Another recommendation that sounds very simple, but in fact is very important, is that all contacts with law-enforcement agencies should take place through a lawyer; it is more difficult to correct mistakes made, than to build a defence strategy at the initial stage. Based on personal experience, I can say that the majority of the most difficult criminal proceedings began with the fact that the client either made a number of mistakes when managing the process independently, or used unqualified legal assistance. In the context of the general trend of stepping up work on counteracting corruption and increasing in number of criminal proceedings on corruption crimes, we insistently recommend our clients to pay attention to developing an efficient system of an anti-corruption compliance. It is important for such a system to be a really effective mechanism, not just a program on paper. In this regard, our company's protection practices on criminal proceedings and on anti-corruption compliance interact very closely with each other.
— And is it necessary to create the Supreme Anti-Corruption Court in Ukraine?
— Creation of the Supreme Anti-Corruption Court is the logical extension of decisions already made in terms of constructing a new system of anti-corruption agencies. The Supreme Anti-Corruption Court is provided in the new Law of Ukraine "On the Judicial System and the Status of Judges". However, a separate law shall be adopted for its functioning. It is expected that the Supreme Anti-Corruption Court will administer justice as a court of first instance and consider the cases under the investigation of the NABU.
— Last year we used to witness major detentions and searches of lawyers. What does this trend show us?
— Today, a lawyer is often identified with his client. The problem is that the law-enforcement agencies perceive legal assistance by the lawyer to the client as criminal complicity. This approach is totally wrong, since even the most notorious offender has the right to defence! At the same time, making the decision on providing legal assistance to a certain category of clients, usually currently called "toxic", the lawyer should be ready both for negative publications in the press, and to risks of being investigated and/or proceedings being brought against him or her.
But, as they say, every cloud has a silver lining, and this situation has rallied the legal profession. Thus, committees are created to protect the rights of lawyers and guarantees of lawyer activities that are aimed not only at responding to specific cases of illegal intervention in the work of lawyers, but also at establishing effective communication with law-enforcement agencies, and active participation in the development and discussion of the relevant draft laws.
At the same time, the situation may arise that lawyers using the status not to provide legal assistance, but to cover up illegal activities, will hide themselves under the guise of inadmissibility of violation of the rights and guarantees of lawyer activities.
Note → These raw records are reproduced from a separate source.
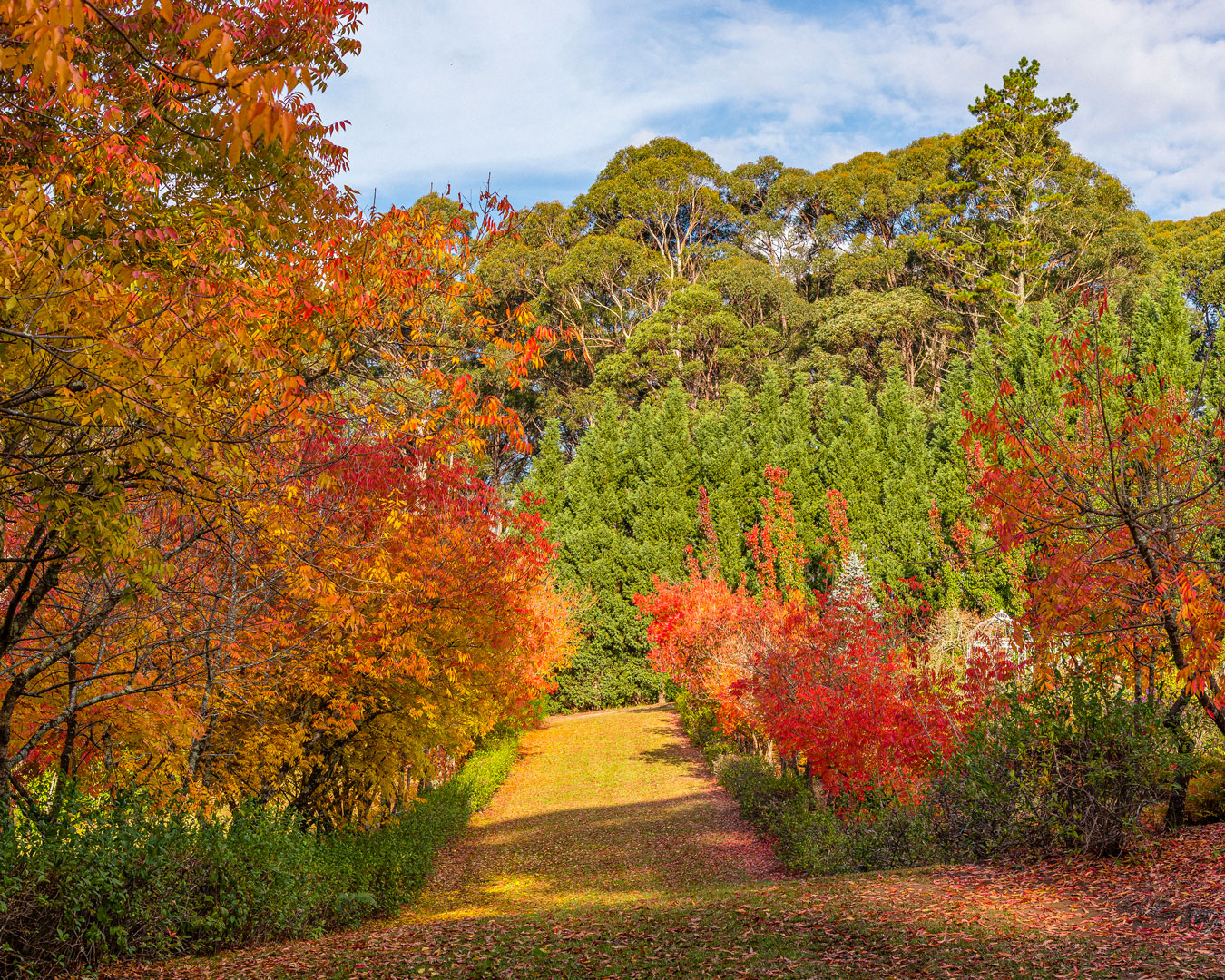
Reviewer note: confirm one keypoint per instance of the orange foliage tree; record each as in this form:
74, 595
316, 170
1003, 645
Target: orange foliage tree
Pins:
1113, 489
825, 676
193, 307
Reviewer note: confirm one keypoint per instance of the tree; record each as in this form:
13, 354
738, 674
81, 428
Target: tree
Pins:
190, 299
1022, 218
1113, 490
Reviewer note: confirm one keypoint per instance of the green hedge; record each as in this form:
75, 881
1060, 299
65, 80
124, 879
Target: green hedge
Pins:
126, 881
1075, 769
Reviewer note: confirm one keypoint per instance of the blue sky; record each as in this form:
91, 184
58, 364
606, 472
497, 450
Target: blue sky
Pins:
538, 94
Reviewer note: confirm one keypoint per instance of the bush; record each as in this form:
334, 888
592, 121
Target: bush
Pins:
1072, 769
700, 723
122, 879
1206, 795
818, 838
595, 680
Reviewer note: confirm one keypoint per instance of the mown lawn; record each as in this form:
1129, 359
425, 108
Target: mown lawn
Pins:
609, 851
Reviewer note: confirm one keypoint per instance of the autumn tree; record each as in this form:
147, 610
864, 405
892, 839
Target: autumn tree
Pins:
190, 296
1106, 475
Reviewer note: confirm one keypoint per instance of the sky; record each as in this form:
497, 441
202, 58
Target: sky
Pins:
535, 95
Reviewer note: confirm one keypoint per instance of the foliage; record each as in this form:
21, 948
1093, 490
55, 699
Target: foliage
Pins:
825, 676
1100, 463
137, 879
233, 410
1070, 769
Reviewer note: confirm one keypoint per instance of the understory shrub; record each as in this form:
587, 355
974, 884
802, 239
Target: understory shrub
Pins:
125, 879
1075, 769
818, 838
1206, 797
1068, 769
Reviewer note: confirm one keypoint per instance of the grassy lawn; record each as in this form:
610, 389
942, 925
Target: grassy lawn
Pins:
609, 851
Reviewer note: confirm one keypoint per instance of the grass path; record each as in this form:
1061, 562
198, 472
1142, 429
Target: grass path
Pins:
609, 851
608, 808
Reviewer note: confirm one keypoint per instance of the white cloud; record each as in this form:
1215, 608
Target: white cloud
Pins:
543, 93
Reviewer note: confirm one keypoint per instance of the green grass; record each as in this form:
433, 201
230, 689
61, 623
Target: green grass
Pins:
610, 853
137, 882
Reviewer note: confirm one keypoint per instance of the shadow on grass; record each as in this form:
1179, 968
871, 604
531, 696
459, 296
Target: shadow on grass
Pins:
801, 930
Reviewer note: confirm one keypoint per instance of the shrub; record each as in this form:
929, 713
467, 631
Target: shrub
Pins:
818, 838
120, 878
1072, 769
1206, 795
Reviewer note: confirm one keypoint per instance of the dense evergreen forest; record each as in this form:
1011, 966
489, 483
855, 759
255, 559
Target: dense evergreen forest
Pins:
716, 322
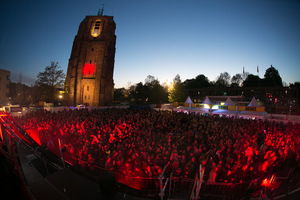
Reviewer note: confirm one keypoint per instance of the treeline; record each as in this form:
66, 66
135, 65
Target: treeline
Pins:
151, 91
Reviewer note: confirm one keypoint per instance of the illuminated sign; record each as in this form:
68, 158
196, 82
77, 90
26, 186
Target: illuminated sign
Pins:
250, 108
223, 107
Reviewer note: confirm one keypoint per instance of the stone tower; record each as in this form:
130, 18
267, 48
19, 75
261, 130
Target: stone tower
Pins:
89, 78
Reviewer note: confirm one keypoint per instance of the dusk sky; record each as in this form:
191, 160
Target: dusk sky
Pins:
161, 38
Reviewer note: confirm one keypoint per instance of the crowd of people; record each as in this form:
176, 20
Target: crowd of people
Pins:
142, 142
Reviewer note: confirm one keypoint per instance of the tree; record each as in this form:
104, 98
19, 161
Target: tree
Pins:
272, 75
49, 81
200, 81
223, 80
157, 93
177, 92
236, 80
120, 95
252, 81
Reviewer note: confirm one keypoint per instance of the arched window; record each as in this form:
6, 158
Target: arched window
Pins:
96, 29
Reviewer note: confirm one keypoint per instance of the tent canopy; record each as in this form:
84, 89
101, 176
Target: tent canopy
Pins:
206, 101
253, 103
229, 102
188, 100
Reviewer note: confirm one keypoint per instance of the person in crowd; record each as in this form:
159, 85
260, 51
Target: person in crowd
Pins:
142, 142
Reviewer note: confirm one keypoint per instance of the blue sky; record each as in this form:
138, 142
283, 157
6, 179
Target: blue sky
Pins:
161, 38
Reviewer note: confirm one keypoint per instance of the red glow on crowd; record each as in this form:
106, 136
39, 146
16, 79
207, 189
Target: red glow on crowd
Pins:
137, 145
88, 69
34, 134
268, 182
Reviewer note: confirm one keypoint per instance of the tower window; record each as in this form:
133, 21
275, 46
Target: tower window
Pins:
96, 29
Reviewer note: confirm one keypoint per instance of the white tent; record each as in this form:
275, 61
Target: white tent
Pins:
253, 103
189, 101
252, 114
206, 101
231, 113
229, 102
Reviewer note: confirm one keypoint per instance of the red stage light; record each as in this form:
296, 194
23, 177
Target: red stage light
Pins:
88, 69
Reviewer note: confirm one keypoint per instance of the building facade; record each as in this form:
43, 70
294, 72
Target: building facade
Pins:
89, 78
4, 87
277, 100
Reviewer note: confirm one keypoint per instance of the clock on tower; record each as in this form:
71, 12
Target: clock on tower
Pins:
89, 78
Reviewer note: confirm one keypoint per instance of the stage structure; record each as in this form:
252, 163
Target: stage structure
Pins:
89, 78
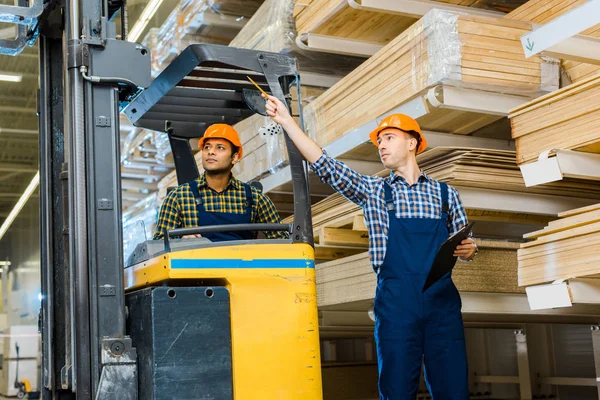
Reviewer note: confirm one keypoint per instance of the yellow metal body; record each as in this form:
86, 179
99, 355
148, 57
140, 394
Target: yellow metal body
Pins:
274, 321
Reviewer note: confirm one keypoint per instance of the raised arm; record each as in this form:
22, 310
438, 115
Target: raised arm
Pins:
354, 186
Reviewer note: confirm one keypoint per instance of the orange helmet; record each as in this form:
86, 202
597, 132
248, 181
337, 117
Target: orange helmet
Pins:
222, 131
403, 123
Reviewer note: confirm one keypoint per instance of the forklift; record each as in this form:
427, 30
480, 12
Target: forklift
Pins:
182, 318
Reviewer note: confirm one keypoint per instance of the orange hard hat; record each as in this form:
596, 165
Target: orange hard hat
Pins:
222, 131
403, 123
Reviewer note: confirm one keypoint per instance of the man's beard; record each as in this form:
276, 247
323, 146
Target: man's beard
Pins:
218, 171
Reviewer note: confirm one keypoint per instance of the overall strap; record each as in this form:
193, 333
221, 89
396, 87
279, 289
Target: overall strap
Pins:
389, 198
249, 203
199, 207
445, 205
194, 188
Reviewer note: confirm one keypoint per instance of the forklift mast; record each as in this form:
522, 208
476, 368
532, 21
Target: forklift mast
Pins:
87, 76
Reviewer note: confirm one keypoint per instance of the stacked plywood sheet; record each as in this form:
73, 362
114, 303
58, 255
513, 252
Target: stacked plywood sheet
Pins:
494, 169
272, 29
567, 248
568, 119
262, 154
441, 49
544, 11
352, 279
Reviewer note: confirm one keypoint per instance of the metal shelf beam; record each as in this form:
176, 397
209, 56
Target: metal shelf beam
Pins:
557, 38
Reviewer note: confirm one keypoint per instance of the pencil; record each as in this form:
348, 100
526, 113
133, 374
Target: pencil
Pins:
258, 87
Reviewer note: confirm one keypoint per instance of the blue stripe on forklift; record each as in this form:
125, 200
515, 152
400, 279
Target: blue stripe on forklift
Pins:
221, 263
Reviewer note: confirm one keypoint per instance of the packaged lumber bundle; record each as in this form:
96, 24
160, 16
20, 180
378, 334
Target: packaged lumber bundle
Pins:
352, 279
544, 11
568, 119
340, 19
567, 248
262, 154
443, 48
272, 28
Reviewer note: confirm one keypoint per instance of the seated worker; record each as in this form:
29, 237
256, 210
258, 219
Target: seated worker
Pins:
216, 197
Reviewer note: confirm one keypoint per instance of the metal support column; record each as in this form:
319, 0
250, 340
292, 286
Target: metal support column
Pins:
523, 364
596, 346
55, 297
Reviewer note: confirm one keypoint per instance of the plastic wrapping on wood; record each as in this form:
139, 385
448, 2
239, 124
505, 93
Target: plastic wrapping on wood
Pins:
436, 50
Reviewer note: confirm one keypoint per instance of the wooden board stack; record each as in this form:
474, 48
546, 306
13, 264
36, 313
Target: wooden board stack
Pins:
494, 169
351, 279
338, 224
262, 155
544, 11
441, 49
272, 29
337, 18
567, 248
567, 119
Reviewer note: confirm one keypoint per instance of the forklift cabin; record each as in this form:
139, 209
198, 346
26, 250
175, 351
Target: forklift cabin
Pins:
234, 319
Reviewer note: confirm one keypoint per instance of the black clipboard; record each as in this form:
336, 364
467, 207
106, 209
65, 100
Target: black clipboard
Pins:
444, 260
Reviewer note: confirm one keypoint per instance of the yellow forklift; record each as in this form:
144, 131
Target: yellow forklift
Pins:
182, 318
230, 319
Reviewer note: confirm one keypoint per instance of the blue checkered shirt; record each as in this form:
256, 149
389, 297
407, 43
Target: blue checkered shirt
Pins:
420, 200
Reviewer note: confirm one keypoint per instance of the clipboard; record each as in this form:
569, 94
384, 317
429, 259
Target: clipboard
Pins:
444, 260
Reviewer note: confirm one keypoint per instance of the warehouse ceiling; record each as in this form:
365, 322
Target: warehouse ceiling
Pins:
18, 120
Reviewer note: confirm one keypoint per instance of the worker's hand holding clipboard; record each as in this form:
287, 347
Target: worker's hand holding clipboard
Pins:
445, 259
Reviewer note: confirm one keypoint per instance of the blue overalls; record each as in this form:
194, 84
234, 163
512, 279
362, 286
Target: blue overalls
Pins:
410, 326
206, 218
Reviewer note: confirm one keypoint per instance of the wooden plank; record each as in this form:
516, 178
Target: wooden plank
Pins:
567, 248
359, 223
402, 71
343, 237
329, 253
541, 124
352, 279
566, 223
577, 211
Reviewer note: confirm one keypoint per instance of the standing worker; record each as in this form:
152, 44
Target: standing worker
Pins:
216, 197
409, 215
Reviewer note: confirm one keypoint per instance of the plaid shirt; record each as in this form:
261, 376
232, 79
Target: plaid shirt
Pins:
179, 208
421, 200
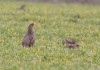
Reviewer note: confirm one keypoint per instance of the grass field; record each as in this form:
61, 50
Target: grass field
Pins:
54, 23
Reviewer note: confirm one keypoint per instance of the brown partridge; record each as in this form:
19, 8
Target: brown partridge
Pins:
29, 38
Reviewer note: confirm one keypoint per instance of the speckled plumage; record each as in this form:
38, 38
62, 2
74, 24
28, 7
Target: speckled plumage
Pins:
29, 38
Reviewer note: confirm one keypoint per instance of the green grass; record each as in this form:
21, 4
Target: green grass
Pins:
53, 24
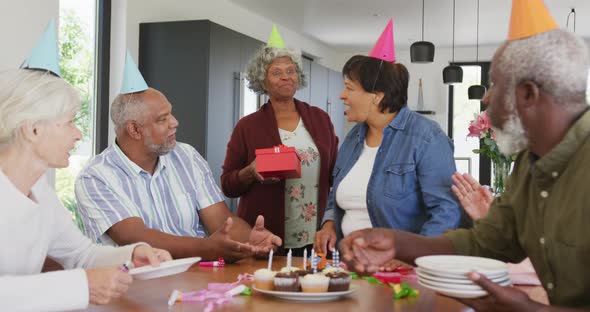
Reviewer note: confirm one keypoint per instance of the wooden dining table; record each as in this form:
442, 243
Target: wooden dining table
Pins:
152, 295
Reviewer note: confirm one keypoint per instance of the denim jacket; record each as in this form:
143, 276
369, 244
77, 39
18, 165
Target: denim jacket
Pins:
410, 185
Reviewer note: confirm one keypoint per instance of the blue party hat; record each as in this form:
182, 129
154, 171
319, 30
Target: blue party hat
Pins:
132, 79
45, 55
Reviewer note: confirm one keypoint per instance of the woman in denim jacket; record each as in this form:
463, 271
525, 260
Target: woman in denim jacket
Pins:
394, 167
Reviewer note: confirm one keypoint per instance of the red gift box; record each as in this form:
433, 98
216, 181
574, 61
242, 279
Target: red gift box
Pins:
278, 162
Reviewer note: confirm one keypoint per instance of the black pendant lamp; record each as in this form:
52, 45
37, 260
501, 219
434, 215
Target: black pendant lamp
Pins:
476, 92
453, 73
422, 51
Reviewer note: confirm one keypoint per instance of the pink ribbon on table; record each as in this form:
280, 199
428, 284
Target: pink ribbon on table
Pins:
228, 286
215, 294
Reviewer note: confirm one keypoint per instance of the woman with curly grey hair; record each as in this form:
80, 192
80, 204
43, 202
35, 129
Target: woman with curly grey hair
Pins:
294, 207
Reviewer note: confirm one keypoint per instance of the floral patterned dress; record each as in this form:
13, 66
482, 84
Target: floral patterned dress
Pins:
301, 195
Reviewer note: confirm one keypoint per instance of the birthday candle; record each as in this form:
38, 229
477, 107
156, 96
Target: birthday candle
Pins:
270, 259
334, 257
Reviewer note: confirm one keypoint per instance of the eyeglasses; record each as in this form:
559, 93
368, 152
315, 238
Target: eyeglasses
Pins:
279, 73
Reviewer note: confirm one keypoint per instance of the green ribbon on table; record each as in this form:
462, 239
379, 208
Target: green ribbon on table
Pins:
403, 291
373, 280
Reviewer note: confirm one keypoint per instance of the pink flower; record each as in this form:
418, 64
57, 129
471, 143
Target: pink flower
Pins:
308, 211
302, 236
479, 126
296, 192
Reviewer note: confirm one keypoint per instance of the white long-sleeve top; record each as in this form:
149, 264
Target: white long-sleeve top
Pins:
32, 228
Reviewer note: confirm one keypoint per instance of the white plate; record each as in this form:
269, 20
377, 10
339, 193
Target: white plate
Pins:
302, 296
461, 265
456, 286
456, 293
165, 268
460, 276
454, 278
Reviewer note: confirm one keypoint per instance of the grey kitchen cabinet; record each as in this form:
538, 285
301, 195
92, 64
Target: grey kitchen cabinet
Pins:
194, 63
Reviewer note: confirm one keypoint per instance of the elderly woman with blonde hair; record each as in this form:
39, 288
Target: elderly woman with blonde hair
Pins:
37, 132
294, 207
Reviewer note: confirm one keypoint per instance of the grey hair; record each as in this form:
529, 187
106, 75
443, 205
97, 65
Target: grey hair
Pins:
557, 61
256, 71
127, 107
32, 96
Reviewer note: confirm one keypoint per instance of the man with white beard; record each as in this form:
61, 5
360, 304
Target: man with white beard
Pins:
537, 106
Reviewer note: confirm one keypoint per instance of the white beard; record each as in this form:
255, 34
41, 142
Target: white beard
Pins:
513, 138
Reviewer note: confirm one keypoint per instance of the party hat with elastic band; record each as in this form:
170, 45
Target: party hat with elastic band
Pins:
275, 40
384, 48
45, 55
132, 79
529, 17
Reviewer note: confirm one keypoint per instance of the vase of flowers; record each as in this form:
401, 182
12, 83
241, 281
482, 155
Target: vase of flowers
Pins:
501, 164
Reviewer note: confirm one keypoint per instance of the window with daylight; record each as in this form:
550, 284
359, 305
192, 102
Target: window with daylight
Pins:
77, 33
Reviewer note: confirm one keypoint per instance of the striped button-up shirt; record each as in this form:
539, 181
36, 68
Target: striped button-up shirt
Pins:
112, 188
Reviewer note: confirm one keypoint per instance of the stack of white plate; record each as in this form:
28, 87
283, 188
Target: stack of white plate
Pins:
447, 275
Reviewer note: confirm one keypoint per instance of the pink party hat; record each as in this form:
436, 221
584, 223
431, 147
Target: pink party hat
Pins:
383, 49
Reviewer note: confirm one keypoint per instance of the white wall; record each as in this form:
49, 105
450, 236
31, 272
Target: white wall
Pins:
21, 25
436, 93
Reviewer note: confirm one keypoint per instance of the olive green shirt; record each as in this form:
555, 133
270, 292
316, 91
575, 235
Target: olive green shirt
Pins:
543, 214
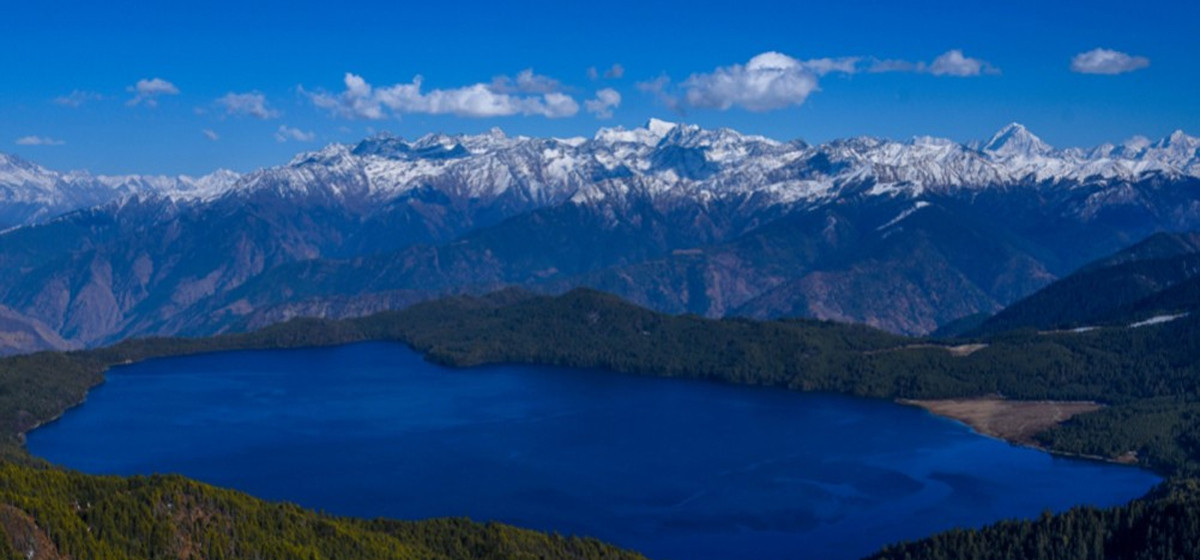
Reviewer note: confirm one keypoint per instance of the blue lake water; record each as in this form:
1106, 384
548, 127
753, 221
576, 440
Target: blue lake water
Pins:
676, 469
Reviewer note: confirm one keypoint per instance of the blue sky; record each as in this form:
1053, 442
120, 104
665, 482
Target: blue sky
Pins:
898, 70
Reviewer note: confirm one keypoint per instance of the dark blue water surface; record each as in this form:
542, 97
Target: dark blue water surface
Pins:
672, 468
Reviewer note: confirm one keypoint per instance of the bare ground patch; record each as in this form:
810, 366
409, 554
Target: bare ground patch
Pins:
1017, 421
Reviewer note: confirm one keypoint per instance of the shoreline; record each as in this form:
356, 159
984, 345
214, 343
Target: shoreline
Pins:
1018, 422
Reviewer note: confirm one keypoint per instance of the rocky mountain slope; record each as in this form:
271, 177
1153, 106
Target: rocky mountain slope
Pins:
904, 235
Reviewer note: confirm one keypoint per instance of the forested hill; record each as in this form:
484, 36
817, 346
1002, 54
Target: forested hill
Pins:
1146, 375
1164, 525
1157, 276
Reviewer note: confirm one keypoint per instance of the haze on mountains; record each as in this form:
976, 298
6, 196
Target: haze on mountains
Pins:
901, 235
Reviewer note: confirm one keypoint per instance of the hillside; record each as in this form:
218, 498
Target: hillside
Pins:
904, 235
1146, 375
1150, 277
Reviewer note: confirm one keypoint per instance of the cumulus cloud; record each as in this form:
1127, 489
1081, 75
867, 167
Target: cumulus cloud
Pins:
251, 103
775, 80
35, 140
660, 89
769, 80
77, 98
1107, 61
148, 91
615, 72
605, 101
288, 133
526, 97
952, 62
526, 83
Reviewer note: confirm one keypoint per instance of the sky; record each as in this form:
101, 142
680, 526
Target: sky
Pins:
166, 88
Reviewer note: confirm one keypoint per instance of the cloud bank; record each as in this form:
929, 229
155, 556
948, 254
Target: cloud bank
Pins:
147, 91
35, 140
528, 94
286, 133
251, 103
1107, 61
77, 98
774, 80
605, 101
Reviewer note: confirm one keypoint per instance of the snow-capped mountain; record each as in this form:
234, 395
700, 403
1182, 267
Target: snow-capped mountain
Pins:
663, 160
904, 235
30, 193
667, 160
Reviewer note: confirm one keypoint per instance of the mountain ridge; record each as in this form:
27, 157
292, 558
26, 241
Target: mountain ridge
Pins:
901, 235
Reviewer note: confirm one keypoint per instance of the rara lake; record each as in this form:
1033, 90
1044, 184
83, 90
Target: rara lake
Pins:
676, 469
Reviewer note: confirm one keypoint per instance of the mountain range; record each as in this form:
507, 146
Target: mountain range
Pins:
901, 235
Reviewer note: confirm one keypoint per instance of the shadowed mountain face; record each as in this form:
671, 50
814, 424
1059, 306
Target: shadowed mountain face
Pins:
905, 236
1156, 277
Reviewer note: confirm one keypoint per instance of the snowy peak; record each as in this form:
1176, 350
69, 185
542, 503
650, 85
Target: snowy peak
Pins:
1017, 140
660, 127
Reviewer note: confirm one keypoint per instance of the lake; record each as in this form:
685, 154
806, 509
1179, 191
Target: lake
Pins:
676, 469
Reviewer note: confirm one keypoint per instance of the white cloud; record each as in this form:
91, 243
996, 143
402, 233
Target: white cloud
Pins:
951, 62
954, 62
77, 98
364, 101
604, 103
526, 83
148, 91
1107, 61
288, 133
613, 72
35, 140
775, 80
769, 80
251, 103
659, 89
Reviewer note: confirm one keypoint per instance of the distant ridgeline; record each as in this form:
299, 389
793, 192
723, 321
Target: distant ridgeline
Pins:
1149, 377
But the lawyer’s "license" should not be identified with impunity and permissiveness! Otherwise, business and society will not respect the institution of the legal profession. Based on personal observations, I can say that one of the reasons that in-house lawyers reacted negative to the introduction of the so-called lawyer monopoly in courts, is the perception of the lawyer as a mediator between the client and the court. At the same time, even if the lawyer has committed a criminal offense, all investigations and proceedings against him should be carried out with strict observance of legal requirements.